March Treasury Bonds are down 11/32 at 119:29 this morning as I write. The enclosed chart shows that the T-Bonds have stalled on their near term rally right in the middle of the trading range of the past couple of months. The directional movement indicators are slightly to the bull side but both lines are edging lower along with the ADX line suggesting that there really is no trending market at this time. As we approach Thanksgiving holiday this week, I would expect the trading volume to slow down. Stay with current positions for now.
Our December 115:00/113:00 ratio put spread expired on Friday, worthless. That means that the $62.50 they paid us up front to do that trade is ours to keep. It is nice to be paid for trades that don’t work out.
Followers should also be long one March Bond (114:00 strike) put from 2 12/64 and short 2 March Bond (110:00 strike) put options from 1 9/64 each for an overall credit of 6/64 or $93.75 gross.
You should also be long one March Bond (108:00 strike) put option from 52/64 and short 2 March Bond (105:00 strike) put options from 29/64 each or an overall credit of 6/64 or $93.75 gross.

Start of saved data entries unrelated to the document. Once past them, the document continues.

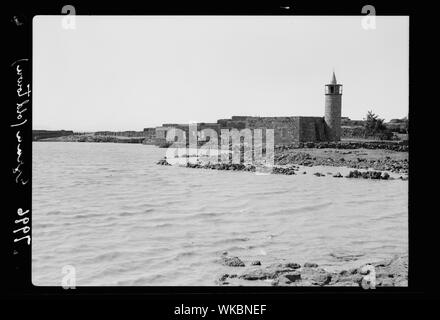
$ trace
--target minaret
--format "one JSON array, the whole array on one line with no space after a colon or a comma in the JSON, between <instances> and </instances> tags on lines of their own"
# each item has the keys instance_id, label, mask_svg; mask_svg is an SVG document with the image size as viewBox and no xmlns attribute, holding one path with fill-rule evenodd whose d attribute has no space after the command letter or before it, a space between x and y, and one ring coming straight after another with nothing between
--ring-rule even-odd
<instances>
[{"instance_id":1,"label":"minaret","mask_svg":"<svg viewBox=\"0 0 440 320\"><path fill-rule=\"evenodd\" d=\"M341 140L341 106L342 84L336 81L335 72L330 84L325 85L325 116L327 139L329 141Z\"/></svg>"}]
</instances>

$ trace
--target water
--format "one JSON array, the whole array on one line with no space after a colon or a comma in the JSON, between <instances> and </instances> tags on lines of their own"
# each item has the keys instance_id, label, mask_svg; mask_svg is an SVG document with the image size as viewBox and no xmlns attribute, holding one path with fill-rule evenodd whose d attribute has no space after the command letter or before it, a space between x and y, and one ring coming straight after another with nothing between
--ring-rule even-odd
<instances>
[{"instance_id":1,"label":"water","mask_svg":"<svg viewBox=\"0 0 440 320\"><path fill-rule=\"evenodd\" d=\"M164 154L34 143L33 283L60 286L71 265L77 286L215 285L233 272L224 251L328 269L407 253L406 181L156 165Z\"/></svg>"}]
</instances>

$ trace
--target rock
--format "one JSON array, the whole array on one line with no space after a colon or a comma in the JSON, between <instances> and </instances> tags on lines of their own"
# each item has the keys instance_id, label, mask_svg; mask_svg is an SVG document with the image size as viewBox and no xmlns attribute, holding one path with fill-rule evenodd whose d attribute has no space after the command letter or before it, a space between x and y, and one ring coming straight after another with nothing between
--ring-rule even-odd
<instances>
[{"instance_id":1,"label":"rock","mask_svg":"<svg viewBox=\"0 0 440 320\"><path fill-rule=\"evenodd\" d=\"M370 271L369 271L369 267L371 267L371 265L368 265L368 264L362 266L362 267L359 269L359 274L364 275L364 276L367 275L367 274L369 274L369 273L370 273Z\"/></svg>"},{"instance_id":2,"label":"rock","mask_svg":"<svg viewBox=\"0 0 440 320\"><path fill-rule=\"evenodd\" d=\"M221 281L221 282L223 282L223 281L225 281L227 278L229 278L229 274L225 273L225 274L221 275L221 276L218 278L218 280Z\"/></svg>"},{"instance_id":3,"label":"rock","mask_svg":"<svg viewBox=\"0 0 440 320\"><path fill-rule=\"evenodd\" d=\"M380 279L378 282L376 282L376 285L378 287L393 287L394 282L392 278L384 278Z\"/></svg>"},{"instance_id":4,"label":"rock","mask_svg":"<svg viewBox=\"0 0 440 320\"><path fill-rule=\"evenodd\" d=\"M320 173L320 172L315 172L314 175L317 177L325 177L325 174Z\"/></svg>"},{"instance_id":5,"label":"rock","mask_svg":"<svg viewBox=\"0 0 440 320\"><path fill-rule=\"evenodd\" d=\"M304 268L317 268L318 264L313 263L313 262L306 262L304 263Z\"/></svg>"},{"instance_id":6,"label":"rock","mask_svg":"<svg viewBox=\"0 0 440 320\"><path fill-rule=\"evenodd\" d=\"M296 171L296 168L294 166L291 166L288 168L273 167L273 169L272 169L273 174L293 175L293 174L295 174L295 171Z\"/></svg>"},{"instance_id":7,"label":"rock","mask_svg":"<svg viewBox=\"0 0 440 320\"><path fill-rule=\"evenodd\" d=\"M246 271L239 276L240 279L244 280L265 280L265 279L275 279L283 273L293 272L294 269L286 268L281 264L272 265L267 268L253 269Z\"/></svg>"},{"instance_id":8,"label":"rock","mask_svg":"<svg viewBox=\"0 0 440 320\"><path fill-rule=\"evenodd\" d=\"M290 281L288 282L288 283L290 283ZM272 280L272 282L270 283L270 285L271 286L279 286L280 285L280 279L275 279L275 280ZM282 285L282 284L281 284Z\"/></svg>"},{"instance_id":9,"label":"rock","mask_svg":"<svg viewBox=\"0 0 440 320\"><path fill-rule=\"evenodd\" d=\"M408 279L398 277L394 280L395 287L408 287Z\"/></svg>"},{"instance_id":10,"label":"rock","mask_svg":"<svg viewBox=\"0 0 440 320\"><path fill-rule=\"evenodd\" d=\"M292 268L292 269L299 269L299 268L301 268L301 265L299 263L296 263L296 262L288 262L288 263L285 263L284 266L286 268Z\"/></svg>"},{"instance_id":11,"label":"rock","mask_svg":"<svg viewBox=\"0 0 440 320\"><path fill-rule=\"evenodd\" d=\"M353 282L353 281L340 281L335 283L330 283L329 286L336 286L336 287L359 287L359 283Z\"/></svg>"},{"instance_id":12,"label":"rock","mask_svg":"<svg viewBox=\"0 0 440 320\"><path fill-rule=\"evenodd\" d=\"M330 273L319 273L312 278L313 282L319 286L325 286L329 284L332 280L332 275Z\"/></svg>"},{"instance_id":13,"label":"rock","mask_svg":"<svg viewBox=\"0 0 440 320\"><path fill-rule=\"evenodd\" d=\"M290 267L289 267L290 266ZM408 256L396 256L393 259L359 268L328 272L319 268L316 263L305 263L303 268L297 268L296 263L279 263L265 268L257 267L246 270L239 276L243 280L273 280L273 286L362 286L370 288L366 275L374 267L376 286L408 286ZM366 267L368 266L368 267ZM224 274L219 278L221 285L228 284L228 278L237 275Z\"/></svg>"},{"instance_id":14,"label":"rock","mask_svg":"<svg viewBox=\"0 0 440 320\"><path fill-rule=\"evenodd\" d=\"M291 283L287 278L284 278L284 279L285 279L285 282L284 281L280 281L279 278L278 279L274 279L274 280L272 280L270 285L274 286L274 287L278 287L278 286L287 286L287 285L289 285Z\"/></svg>"},{"instance_id":15,"label":"rock","mask_svg":"<svg viewBox=\"0 0 440 320\"><path fill-rule=\"evenodd\" d=\"M282 276L286 277L291 282L301 280L301 273L299 273L299 272L286 273L286 274L283 274Z\"/></svg>"},{"instance_id":16,"label":"rock","mask_svg":"<svg viewBox=\"0 0 440 320\"><path fill-rule=\"evenodd\" d=\"M258 261L258 260L255 260L255 261L251 262L251 265L253 265L253 266L261 266L261 262Z\"/></svg>"},{"instance_id":17,"label":"rock","mask_svg":"<svg viewBox=\"0 0 440 320\"><path fill-rule=\"evenodd\" d=\"M241 261L238 257L222 257L222 262L225 266L229 267L244 267L245 264L243 261Z\"/></svg>"},{"instance_id":18,"label":"rock","mask_svg":"<svg viewBox=\"0 0 440 320\"><path fill-rule=\"evenodd\" d=\"M408 256L395 256L382 265L376 265L376 274L387 274L397 277L408 277Z\"/></svg>"},{"instance_id":19,"label":"rock","mask_svg":"<svg viewBox=\"0 0 440 320\"><path fill-rule=\"evenodd\" d=\"M161 166L170 166L171 164L167 161L167 159L161 159L157 162L158 165Z\"/></svg>"},{"instance_id":20,"label":"rock","mask_svg":"<svg viewBox=\"0 0 440 320\"><path fill-rule=\"evenodd\" d=\"M337 172L333 175L334 178L342 178L342 174L340 172Z\"/></svg>"},{"instance_id":21,"label":"rock","mask_svg":"<svg viewBox=\"0 0 440 320\"><path fill-rule=\"evenodd\" d=\"M380 171L369 171L370 173L370 179L381 179L382 178L382 172Z\"/></svg>"},{"instance_id":22,"label":"rock","mask_svg":"<svg viewBox=\"0 0 440 320\"><path fill-rule=\"evenodd\" d=\"M322 268L305 268L302 270L301 278L314 285L324 286L330 283L332 274Z\"/></svg>"},{"instance_id":23,"label":"rock","mask_svg":"<svg viewBox=\"0 0 440 320\"><path fill-rule=\"evenodd\" d=\"M364 254L359 253L347 253L347 252L332 252L330 256L339 261L355 261L362 257Z\"/></svg>"},{"instance_id":24,"label":"rock","mask_svg":"<svg viewBox=\"0 0 440 320\"><path fill-rule=\"evenodd\" d=\"M350 273L350 274L357 274L358 273L358 269L357 268L349 269L348 273Z\"/></svg>"},{"instance_id":25,"label":"rock","mask_svg":"<svg viewBox=\"0 0 440 320\"><path fill-rule=\"evenodd\" d=\"M280 275L271 283L272 286L298 286L303 284L301 274L299 272L292 272Z\"/></svg>"},{"instance_id":26,"label":"rock","mask_svg":"<svg viewBox=\"0 0 440 320\"><path fill-rule=\"evenodd\" d=\"M243 280L265 280L274 279L275 277L275 273L266 272L262 269L251 270L239 276Z\"/></svg>"},{"instance_id":27,"label":"rock","mask_svg":"<svg viewBox=\"0 0 440 320\"><path fill-rule=\"evenodd\" d=\"M380 177L383 180L388 180L390 178L390 175L387 172L382 173L382 176Z\"/></svg>"},{"instance_id":28,"label":"rock","mask_svg":"<svg viewBox=\"0 0 440 320\"><path fill-rule=\"evenodd\" d=\"M364 178L364 179L382 179L389 180L390 176L388 173L381 171L350 171L350 173L346 176L346 178Z\"/></svg>"},{"instance_id":29,"label":"rock","mask_svg":"<svg viewBox=\"0 0 440 320\"><path fill-rule=\"evenodd\" d=\"M351 274L343 270L338 274L334 274L331 279L331 285L339 286L359 286L359 283L364 277L360 274Z\"/></svg>"}]
</instances>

And finally, you should be short one March T-bond futures contract from an average cost basis of 118:16 and short one March T-Bond (121:00 strike) put option from 3 24/64.
March options expire in 88 days.
David Hall
The information and opinions contained herein comes from sources believed to be reliable, but are not guaranteed as to accuracy or completeness. The risk of loss in trading futures and/or options can be substantial. Each investor must consider whether this is a suitable investment. When trading futures and/or options, it is possible to lose more than the full value of your account. All funds committed should be risk capital. Past performance is not necessarily indicative of future results.